Gue belajar kalau bahagia mestinya diciptakan oleh diri sendiri, karena aneh rasanya melihat orang yang memilih untuk berkumpul ramai-ramai baru bisa merasa bahagia. Bagaimana mungkin perasaannya mesti ditentukan oleh orang lain? Walau kadang gue juga dinilai aneh karena persepsi tersebut. Terlebih Chandra yang selalu butuh teman dan butuh keramaian untuk merasa ‘hidup’.

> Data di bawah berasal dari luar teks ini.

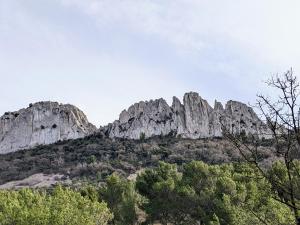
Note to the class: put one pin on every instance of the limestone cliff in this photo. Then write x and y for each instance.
(195, 118)
(42, 123)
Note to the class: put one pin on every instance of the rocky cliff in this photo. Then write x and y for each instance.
(42, 123)
(194, 118)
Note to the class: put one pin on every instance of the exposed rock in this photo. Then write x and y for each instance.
(42, 123)
(195, 118)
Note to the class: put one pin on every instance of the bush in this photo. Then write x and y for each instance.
(62, 206)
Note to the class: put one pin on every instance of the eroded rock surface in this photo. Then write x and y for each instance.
(42, 123)
(194, 118)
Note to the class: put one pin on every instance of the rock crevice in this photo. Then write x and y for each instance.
(42, 123)
(194, 118)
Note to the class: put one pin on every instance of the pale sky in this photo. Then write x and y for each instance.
(104, 55)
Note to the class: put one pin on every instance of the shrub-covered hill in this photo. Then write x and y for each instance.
(95, 157)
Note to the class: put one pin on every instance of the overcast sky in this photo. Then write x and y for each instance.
(104, 55)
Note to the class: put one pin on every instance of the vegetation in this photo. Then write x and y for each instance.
(196, 193)
(96, 157)
(61, 206)
(282, 114)
(186, 182)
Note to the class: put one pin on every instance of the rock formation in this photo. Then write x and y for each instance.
(195, 118)
(42, 123)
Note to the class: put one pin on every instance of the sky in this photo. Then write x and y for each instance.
(105, 55)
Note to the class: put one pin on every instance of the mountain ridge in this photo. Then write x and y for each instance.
(48, 122)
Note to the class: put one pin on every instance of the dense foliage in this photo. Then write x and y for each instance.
(229, 194)
(96, 157)
(194, 193)
(61, 206)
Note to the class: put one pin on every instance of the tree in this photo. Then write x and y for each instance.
(62, 206)
(282, 115)
(121, 198)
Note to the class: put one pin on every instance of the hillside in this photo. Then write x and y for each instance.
(96, 156)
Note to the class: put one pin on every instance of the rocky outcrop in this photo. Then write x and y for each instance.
(42, 123)
(195, 118)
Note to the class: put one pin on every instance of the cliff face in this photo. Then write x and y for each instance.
(42, 123)
(195, 118)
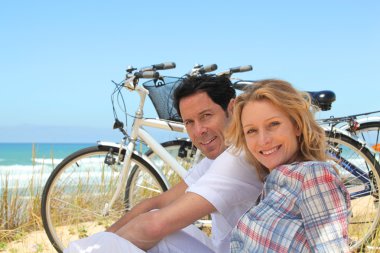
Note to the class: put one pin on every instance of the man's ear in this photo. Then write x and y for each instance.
(230, 107)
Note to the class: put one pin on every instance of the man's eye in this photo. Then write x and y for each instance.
(250, 131)
(205, 116)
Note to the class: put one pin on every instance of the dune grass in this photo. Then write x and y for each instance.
(21, 228)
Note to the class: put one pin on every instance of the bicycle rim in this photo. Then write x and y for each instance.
(370, 133)
(360, 174)
(80, 188)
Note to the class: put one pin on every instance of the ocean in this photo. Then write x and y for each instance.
(23, 163)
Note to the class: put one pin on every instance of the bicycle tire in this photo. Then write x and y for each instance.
(362, 184)
(80, 187)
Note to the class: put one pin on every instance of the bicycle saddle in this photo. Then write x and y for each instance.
(323, 99)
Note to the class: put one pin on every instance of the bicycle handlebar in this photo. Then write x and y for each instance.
(146, 74)
(159, 66)
(230, 71)
(207, 68)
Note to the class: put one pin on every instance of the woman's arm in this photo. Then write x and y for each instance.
(324, 207)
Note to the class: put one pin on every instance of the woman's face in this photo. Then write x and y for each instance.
(270, 134)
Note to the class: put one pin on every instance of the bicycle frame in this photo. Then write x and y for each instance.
(138, 133)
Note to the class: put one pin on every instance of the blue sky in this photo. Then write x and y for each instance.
(57, 58)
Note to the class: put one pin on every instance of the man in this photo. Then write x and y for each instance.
(224, 187)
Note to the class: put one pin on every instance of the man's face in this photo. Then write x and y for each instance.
(205, 122)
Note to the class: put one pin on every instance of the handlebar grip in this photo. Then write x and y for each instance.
(147, 74)
(207, 68)
(164, 65)
(241, 69)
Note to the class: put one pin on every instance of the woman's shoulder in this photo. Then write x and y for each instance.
(307, 169)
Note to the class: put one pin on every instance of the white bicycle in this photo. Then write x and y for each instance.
(93, 187)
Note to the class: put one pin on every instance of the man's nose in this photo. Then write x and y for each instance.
(200, 128)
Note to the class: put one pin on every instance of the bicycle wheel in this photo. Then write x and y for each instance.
(80, 188)
(360, 174)
(370, 133)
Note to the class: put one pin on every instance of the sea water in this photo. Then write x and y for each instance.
(26, 164)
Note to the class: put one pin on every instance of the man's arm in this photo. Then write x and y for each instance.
(147, 229)
(147, 205)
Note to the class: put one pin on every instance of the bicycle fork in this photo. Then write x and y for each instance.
(122, 180)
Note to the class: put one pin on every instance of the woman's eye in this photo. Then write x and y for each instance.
(274, 123)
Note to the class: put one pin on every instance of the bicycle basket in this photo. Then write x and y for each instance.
(161, 94)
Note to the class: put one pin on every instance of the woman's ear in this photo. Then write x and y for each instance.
(230, 107)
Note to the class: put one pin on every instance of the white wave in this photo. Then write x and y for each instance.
(54, 161)
(17, 169)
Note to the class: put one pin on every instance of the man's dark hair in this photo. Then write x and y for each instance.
(218, 88)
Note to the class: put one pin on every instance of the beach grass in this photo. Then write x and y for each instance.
(21, 228)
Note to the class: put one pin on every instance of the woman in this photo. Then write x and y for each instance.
(304, 205)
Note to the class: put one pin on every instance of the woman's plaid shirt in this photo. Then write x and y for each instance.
(304, 208)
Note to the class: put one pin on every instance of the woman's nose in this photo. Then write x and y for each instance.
(264, 137)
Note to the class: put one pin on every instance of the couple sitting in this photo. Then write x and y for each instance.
(271, 191)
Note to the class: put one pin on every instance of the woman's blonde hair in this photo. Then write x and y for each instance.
(296, 104)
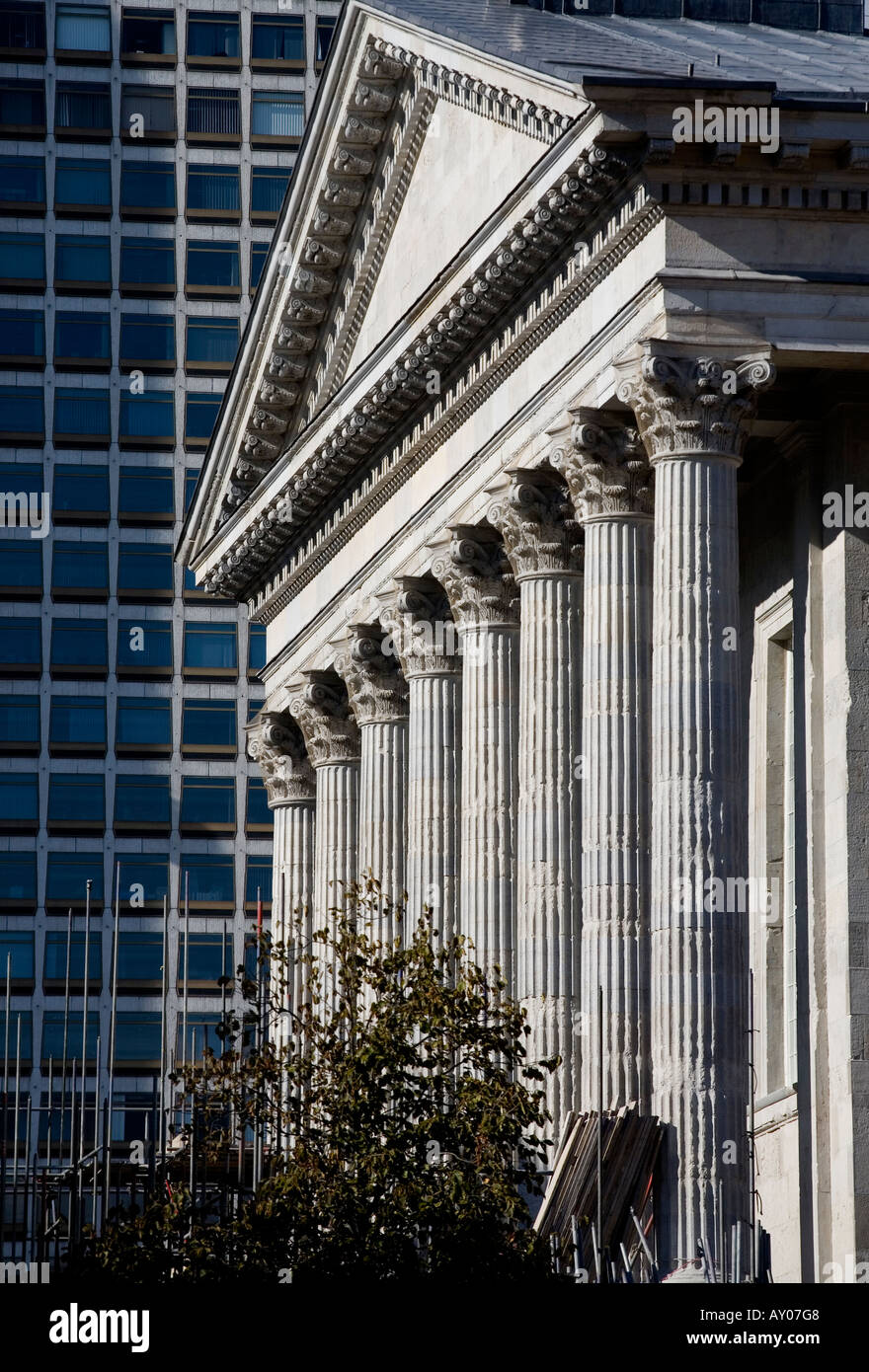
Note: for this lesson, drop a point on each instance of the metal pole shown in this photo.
(112, 1040)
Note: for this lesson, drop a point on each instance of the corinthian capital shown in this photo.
(276, 745)
(605, 467)
(323, 714)
(477, 577)
(421, 627)
(695, 407)
(538, 526)
(375, 686)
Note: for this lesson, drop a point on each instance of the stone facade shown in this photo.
(551, 594)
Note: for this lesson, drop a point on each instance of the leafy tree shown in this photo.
(397, 1125)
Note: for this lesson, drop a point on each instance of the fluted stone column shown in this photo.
(485, 604)
(425, 637)
(692, 418)
(276, 745)
(333, 742)
(378, 696)
(608, 475)
(542, 542)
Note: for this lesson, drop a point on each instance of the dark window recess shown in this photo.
(22, 261)
(83, 264)
(199, 419)
(147, 420)
(22, 31)
(276, 114)
(83, 31)
(211, 36)
(80, 571)
(22, 108)
(213, 192)
(268, 187)
(17, 882)
(22, 184)
(259, 253)
(77, 726)
(147, 114)
(213, 114)
(147, 340)
(209, 879)
(21, 647)
(83, 108)
(22, 415)
(147, 189)
(146, 495)
(210, 650)
(22, 335)
(207, 727)
(143, 804)
(144, 572)
(76, 802)
(144, 648)
(143, 727)
(81, 418)
(20, 731)
(83, 340)
(20, 802)
(83, 186)
(80, 495)
(144, 878)
(211, 343)
(213, 269)
(147, 34)
(78, 648)
(147, 267)
(207, 804)
(323, 38)
(21, 569)
(66, 879)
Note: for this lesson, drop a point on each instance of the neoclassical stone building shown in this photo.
(526, 464)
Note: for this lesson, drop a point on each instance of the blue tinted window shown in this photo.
(22, 256)
(21, 643)
(22, 180)
(144, 643)
(78, 643)
(207, 800)
(213, 189)
(147, 416)
(147, 338)
(200, 416)
(84, 182)
(21, 411)
(211, 341)
(20, 799)
(147, 263)
(20, 720)
(22, 334)
(18, 878)
(143, 724)
(76, 798)
(67, 875)
(81, 490)
(141, 800)
(83, 335)
(147, 186)
(83, 259)
(211, 878)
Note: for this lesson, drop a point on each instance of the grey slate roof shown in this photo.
(607, 46)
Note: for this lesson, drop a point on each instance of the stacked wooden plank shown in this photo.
(630, 1144)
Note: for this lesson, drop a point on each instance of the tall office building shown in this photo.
(144, 154)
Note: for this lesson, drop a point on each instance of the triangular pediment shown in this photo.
(408, 155)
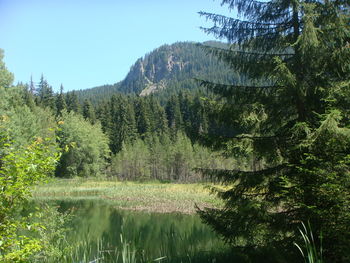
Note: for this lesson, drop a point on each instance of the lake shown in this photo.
(102, 233)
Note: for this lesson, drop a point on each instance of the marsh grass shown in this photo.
(145, 196)
(311, 253)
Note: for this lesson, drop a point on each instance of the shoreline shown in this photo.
(148, 196)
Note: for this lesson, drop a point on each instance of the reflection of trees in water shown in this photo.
(157, 235)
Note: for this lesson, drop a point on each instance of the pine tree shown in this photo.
(123, 126)
(173, 112)
(60, 102)
(291, 109)
(72, 101)
(89, 111)
(45, 96)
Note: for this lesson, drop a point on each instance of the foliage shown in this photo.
(85, 147)
(165, 159)
(291, 110)
(312, 253)
(20, 169)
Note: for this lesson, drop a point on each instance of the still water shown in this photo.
(101, 231)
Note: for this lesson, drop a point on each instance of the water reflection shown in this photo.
(152, 235)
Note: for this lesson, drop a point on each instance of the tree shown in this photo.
(89, 111)
(6, 77)
(291, 109)
(86, 147)
(45, 96)
(23, 164)
(60, 102)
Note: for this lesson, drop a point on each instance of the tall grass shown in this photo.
(311, 253)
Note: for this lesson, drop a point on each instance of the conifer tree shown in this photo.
(291, 109)
(72, 101)
(45, 96)
(89, 111)
(60, 102)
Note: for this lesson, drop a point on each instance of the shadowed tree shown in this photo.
(291, 109)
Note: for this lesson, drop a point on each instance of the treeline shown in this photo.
(169, 70)
(129, 137)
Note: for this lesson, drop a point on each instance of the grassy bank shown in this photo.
(151, 196)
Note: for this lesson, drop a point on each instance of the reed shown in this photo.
(311, 253)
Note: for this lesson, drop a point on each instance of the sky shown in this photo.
(88, 43)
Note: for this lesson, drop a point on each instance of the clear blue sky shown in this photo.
(86, 43)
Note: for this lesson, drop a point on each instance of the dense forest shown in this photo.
(266, 116)
(128, 136)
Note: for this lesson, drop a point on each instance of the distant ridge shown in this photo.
(166, 69)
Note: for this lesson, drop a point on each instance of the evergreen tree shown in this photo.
(45, 96)
(173, 113)
(123, 126)
(6, 77)
(292, 110)
(72, 101)
(60, 102)
(89, 112)
(142, 115)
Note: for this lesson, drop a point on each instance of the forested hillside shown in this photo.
(165, 71)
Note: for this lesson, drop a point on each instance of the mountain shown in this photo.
(166, 70)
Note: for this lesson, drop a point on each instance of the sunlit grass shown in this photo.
(149, 196)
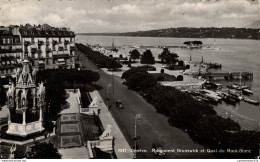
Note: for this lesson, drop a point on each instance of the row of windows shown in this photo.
(10, 55)
(9, 40)
(60, 48)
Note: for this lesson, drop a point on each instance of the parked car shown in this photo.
(119, 104)
(158, 150)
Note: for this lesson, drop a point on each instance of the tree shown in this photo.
(134, 54)
(179, 78)
(163, 55)
(2, 96)
(171, 59)
(113, 64)
(131, 72)
(43, 151)
(147, 58)
(137, 81)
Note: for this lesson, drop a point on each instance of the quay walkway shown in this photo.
(229, 75)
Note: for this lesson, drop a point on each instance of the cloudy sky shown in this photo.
(129, 15)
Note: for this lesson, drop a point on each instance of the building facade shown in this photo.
(26, 103)
(10, 50)
(48, 47)
(45, 47)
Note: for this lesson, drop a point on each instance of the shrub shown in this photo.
(187, 66)
(160, 78)
(179, 78)
(162, 70)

Mungkin hidup yang membentuk pemahaman gue seperti itu. Karena gue enggak menemukan arti bahagia justru dalam sebuah keramaian, terlebih keluarga.

Usia gue dua belas dan Yudis enam belas ketika kami tinggal di rumah Nenek. Waktu itu, untuk berbagai urusan rumah, ada Nenek yang mengurusnya. Tapi beberapa hal lainnya, kami lebih sering mengurusnya sendiri.

Tugas Nenek sehari-hari adalah memasak dan menyiapkan makanan, membuka pintu rumah jika Yudis pulang larut malam, serta membangunkan gue pagi-pagi untuk bersiap-siap ke sekolah. Enggak ada obrolan, tanya-jawab tentang keadaan sekolah hari ini apalagi waktu untuk curhat. Enggak ada didikan orang tua semacam nasihat atau yang lainnya, seperti yang sering gue lihat dan dengar dari teman-teman seusia. Kalau gue butuh sesuatu, gue akan minta dari Yudis. Kalau gue ingin cerita sesuatu, gue akan cerita ke Yudis. Teman ngobrol gue saat di rumah cuma Yudis. Itupun kalau Yudis pulang sebelum gue tidur. Seringnya, Yudis pulang larut ketika gue sudah mengantuk atau sudah benar-benar terlelap.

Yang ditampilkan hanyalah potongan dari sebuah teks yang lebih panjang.